Despite making progress from its dark past since joining the bloc in 2007, critics remain unconvinced of Romania’s commitment to leave its totalitarian past behind.

Taking charge of the bloc for the six-month rotating presidency is no easy feat, particularly at a time of great uncertainty caused by Brexit which leaders are not certain will happen on the March 29 deadline.

Brussels and Bucharest have had strained relations for some time, and EU officials have grown weary of Romania’s most powerful man – Liviu Dragnea – the leader of the Social Democrats.

The strongman was barred from becoming prime minister when his party won power in 2016 because of a fraud conviction for vote-rigging and Brussels warned that granting him amnesty would lead to a crisis between the EU and Romania.

EU leaders will gather at a summit in the Transylanian city of Sibui on May 9 to discuss how the bloc should pave the road forward post-Brexit and come up with ideas which are expected to form the basis of new Council conclusions.

Romanian President Klaus Iohannis, of the centre-right National Liberal Party, said on Friday the summit will be “the landmark of our presidency”, and will focus on “preparing the future strategic priorities” of the Union for the next five years.

As the country’s rocky political landscape continues to blight it’s moment in the spotlight, it remains to be seen if Romania can defy its critics and lay a solid foundation on the road to the future.
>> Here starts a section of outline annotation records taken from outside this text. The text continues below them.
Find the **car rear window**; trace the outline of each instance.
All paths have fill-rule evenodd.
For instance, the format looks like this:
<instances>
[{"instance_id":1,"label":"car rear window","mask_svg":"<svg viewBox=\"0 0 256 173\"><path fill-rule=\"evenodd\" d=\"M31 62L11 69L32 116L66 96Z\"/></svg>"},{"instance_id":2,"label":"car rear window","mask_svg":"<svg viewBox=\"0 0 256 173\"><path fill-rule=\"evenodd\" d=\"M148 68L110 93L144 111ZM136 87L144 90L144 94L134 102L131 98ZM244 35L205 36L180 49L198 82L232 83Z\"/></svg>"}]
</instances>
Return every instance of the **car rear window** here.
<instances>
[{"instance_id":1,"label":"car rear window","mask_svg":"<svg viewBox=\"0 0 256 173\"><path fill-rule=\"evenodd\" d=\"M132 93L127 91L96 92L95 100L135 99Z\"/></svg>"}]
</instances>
This week Mr Dragnea filed a lawsuit against Brussels after Romania’s anti-corruption directorate (DNA) accused him of a €21 million scam, based on accusations against him on investigations by the European Commissions’s anti-fraud office, OLAF.

DNA said the funds fraud was linked to Tel Drum, a road construction company, which it alleges Mr Dragnea used as a means to enrich himself, his family and local businessmen.

The case was filed at the European Court of Justice.